Published: 09/20/2011
Published: 09/20/2011
The Oligocene Formation in CuuLong Basin, Southern offshore Vietnam, is predominantly fluvial-lacustrine sand and shale sequences deposited above the pre-Tertiary granite basement. The reservoir sands are usually tight with average porosity about 10%, and variable but mostly low permeability. In many wells targeting the granite basement, significant oil shows have been detected when drilling through the Oligocene section. However, it is usually difficult to get a well to flow naturally from this section due to the tight matrix. Therefore, the Oligocene sands were rarely paid much attention.

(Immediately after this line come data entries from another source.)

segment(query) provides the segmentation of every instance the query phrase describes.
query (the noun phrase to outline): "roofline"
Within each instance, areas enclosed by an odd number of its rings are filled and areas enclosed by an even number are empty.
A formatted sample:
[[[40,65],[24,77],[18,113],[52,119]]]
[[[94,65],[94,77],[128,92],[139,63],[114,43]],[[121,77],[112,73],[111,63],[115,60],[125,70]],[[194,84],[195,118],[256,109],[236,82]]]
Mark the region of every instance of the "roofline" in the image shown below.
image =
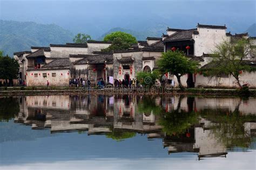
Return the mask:
[[[31,54],[31,53],[32,53],[32,52],[30,51],[24,51],[14,52],[14,55],[17,55],[18,54],[24,55],[24,54]]]
[[[226,29],[226,24],[223,25],[203,25],[197,23],[197,28],[205,28],[208,29]]]
[[[71,43],[68,43],[69,44],[50,44],[50,46],[52,47],[80,47],[80,48],[87,48],[88,46],[87,44],[84,44],[84,45],[79,45],[82,44],[78,44],[77,45],[71,45]]]
[[[161,37],[147,37],[147,38],[146,39],[147,40],[162,40],[163,38]]]
[[[163,41],[163,42],[164,43],[165,42],[178,42],[178,41],[184,41],[184,40],[191,40],[191,41],[194,41],[194,39],[192,38],[186,38],[186,39],[175,39],[175,40],[166,40]]]

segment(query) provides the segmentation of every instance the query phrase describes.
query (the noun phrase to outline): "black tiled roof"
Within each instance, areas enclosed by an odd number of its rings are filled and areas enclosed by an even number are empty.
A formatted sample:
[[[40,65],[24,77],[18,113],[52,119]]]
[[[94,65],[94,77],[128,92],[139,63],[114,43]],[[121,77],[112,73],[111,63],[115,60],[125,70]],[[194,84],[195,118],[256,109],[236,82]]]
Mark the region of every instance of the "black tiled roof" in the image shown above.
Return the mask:
[[[161,37],[147,37],[146,39],[147,40],[162,40],[162,38]]]
[[[134,58],[131,57],[122,57],[120,59],[117,58],[117,60],[120,63],[133,63],[134,60]]]
[[[87,47],[87,44],[66,43],[66,44],[50,44],[50,46],[55,47]]]
[[[63,67],[69,66],[69,58],[55,59],[42,67],[42,69],[50,67]]]
[[[103,40],[89,40],[87,43],[100,43],[100,44],[112,44],[111,42],[105,42]]]
[[[51,49],[47,46],[31,46],[31,49],[43,49],[44,51],[51,51]]]
[[[184,31],[186,30],[184,29],[172,29],[170,28],[167,27],[166,31]]]
[[[197,27],[199,28],[212,28],[212,29],[226,29],[227,28],[226,27],[226,25],[224,26],[222,25],[202,25],[199,24],[199,23],[197,24]]]
[[[114,53],[132,52],[139,51],[153,51],[153,52],[164,52],[163,47],[147,46],[141,49],[128,49],[126,50],[119,50],[114,51]]]
[[[194,32],[197,31],[197,29],[194,29],[178,31],[165,38],[163,42],[191,39],[192,38]]]
[[[31,54],[28,55],[26,57],[28,58],[33,58],[33,57],[45,57],[44,53],[44,49],[41,49],[32,52]]]
[[[142,57],[142,60],[148,60],[148,59],[156,59],[156,58],[154,57]]]
[[[14,53],[14,55],[19,56],[23,55],[24,54],[31,54],[32,52],[30,51],[20,51],[20,52],[16,52]]]
[[[146,40],[138,40],[138,43],[142,46],[148,46]]]
[[[105,61],[106,61],[107,64],[112,64],[113,55],[104,54],[99,55],[88,55],[84,58],[74,62],[74,64],[86,64],[87,62],[89,64],[105,64]]]

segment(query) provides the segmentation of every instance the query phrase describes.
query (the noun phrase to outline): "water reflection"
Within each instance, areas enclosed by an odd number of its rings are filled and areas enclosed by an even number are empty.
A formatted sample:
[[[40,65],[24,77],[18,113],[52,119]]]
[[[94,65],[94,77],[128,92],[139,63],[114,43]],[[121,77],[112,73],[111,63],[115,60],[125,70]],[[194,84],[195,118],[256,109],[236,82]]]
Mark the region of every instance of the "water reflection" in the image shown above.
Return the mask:
[[[226,157],[238,148],[254,148],[254,98],[88,95],[0,100],[4,104],[1,120],[14,118],[16,123],[49,128],[51,133],[78,131],[117,141],[145,134],[149,140],[162,139],[169,154],[195,153],[199,160]]]

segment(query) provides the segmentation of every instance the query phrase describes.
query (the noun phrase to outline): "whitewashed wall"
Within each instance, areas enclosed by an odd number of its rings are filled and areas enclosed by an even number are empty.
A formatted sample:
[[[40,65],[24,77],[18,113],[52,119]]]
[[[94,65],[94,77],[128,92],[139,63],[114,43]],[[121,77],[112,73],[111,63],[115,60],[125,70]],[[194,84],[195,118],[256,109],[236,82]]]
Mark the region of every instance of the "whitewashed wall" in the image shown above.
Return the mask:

With commercial discoveries of both oil and gas made in several fields in the CuuLong basin recently, reassessment of the potential for the Oligocene sands has been brought back to the agenda. Natural fractures or faults are among the most important aspects to evaluate when assessing this tight formation. This paper presents a few recent case studies on fracture characterization for the Oligocene reservoirs. The data used includes core, borehole images, conventional open-hole logs, mud logs as well as DST dynamic data. Natural fractures including both open and mineralized ones are quite common in the tight Oligocene formation even though the fracture density and type might vary from one well to another depending on the structural location of the well, proximity to faults and depth in the vertical sequence. It is believed that the naturally open fracture or fault plays an important role in enhancing the reservoir permeability for potential natural flow in a well. The healed fractures, on the other hand, might block the lateral reservoir communication. Locating the fractured zones is also important for perforation decision and frac job design, if stimulation is required for a well.